На самом деле словом «придумал» Гайдар описывает сложнейшую реорганизацию огромной структуры, которая и сейчас-то включает в себя полмиллиона человек, а в советское время включала на треть больше. Прежде чем начать реформы, Черномырдин стал возить своих подчиненных на Запад: в Германию и Италию.
– Я в то время говорил, – вспоминает Черномырдин, – что мы должны систему такую сделать, чтобы, даже если дурак придет, и он не смог бы ее разрушить. Мы изучали все системы мира и брали все лучшее: и по технологиям, и по оборудованию. Чтобы невозможно было ее сломать, система должна быть дуракообразной!
За образец для подражания он взял ENI – итальянскую государственную газовую компанию.
– Главным препятствием, – вспоминает Черномырдин, – был Рыжков.

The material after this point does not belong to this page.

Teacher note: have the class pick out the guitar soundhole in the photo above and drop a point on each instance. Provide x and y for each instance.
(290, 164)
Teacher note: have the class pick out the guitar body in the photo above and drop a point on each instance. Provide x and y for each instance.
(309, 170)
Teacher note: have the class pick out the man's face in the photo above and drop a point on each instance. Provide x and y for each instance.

Николай Иванович Рыжков. Предпоследний председатель Совета министров СССР. В историю этот главный экономист перестройки вошел, в том числе, благодаря своему публичному заявлению, будто он плачет по ночам, когда думает о том, как растут цены. Газеты потом долго выходили с карикатурами на плачущего Рыжкова. Рыжков плакал, а цены его не слушались, и Рыжков не понимал, что цены не будут слушаться его уже никогда. Однако в 1989 году, когда Черномырдин превращал свое министерство в концерн, решение зависело от Рыжкова.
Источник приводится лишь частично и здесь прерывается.